The two ramp-ups in the first three months also had an impact on inventories and sales. Porsche AG's management is staying on course and resolutely pursuing its strategy, but the challenging environment is expected to lead to a decline in sales and earnings in the first three months. At the end of the first quarter, Porsche AG recorded a group sales revenue of 9.01 billion euros (previous year: 10.10 billion euros) and a group operating profit of 1.28 billion euros (previous year: 1.84 billion euros). The group operating return on sales was 14.2% (previous year: 18.2%).
Despite the challenges, Porsche AG is sticking to its forecast for the full year 2024, provided that the macroeconomic environment does not worsen significantly. The company is expected to generate a group operating return on sales of 15 to 17 percent.

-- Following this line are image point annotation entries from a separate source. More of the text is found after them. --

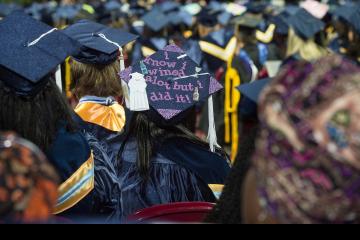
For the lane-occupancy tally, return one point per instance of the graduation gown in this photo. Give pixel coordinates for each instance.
(179, 172)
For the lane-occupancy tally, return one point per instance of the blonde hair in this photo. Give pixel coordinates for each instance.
(308, 49)
(96, 80)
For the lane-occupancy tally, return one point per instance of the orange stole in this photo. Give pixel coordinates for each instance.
(109, 117)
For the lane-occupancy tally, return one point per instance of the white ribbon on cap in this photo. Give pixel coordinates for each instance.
(125, 88)
(58, 78)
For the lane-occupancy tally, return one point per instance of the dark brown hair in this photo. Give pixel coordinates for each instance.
(96, 80)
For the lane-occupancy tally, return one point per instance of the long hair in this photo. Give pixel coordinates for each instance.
(96, 80)
(353, 51)
(149, 136)
(228, 209)
(38, 118)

In conclusion, Porsche SE's withdrawal of its profit forecast and the estimated impairment charges highlight the challenges faced by the holding company and its investments in VW and Porsche AG. The strategic product overhaul at Porsche AG is expected to have a significant impact on the company's competitive position in the global luxury car market, but the comprehensive upgrade of the product portfolio is associated with a great deal of effort and demands a lot from the entire Porsche team. The market environment, geopolitical tensions, and increasing competition are all factors that investors should consider when evaluating the risk-reward profile of Porsche SE's investment in VW and Porsche AG.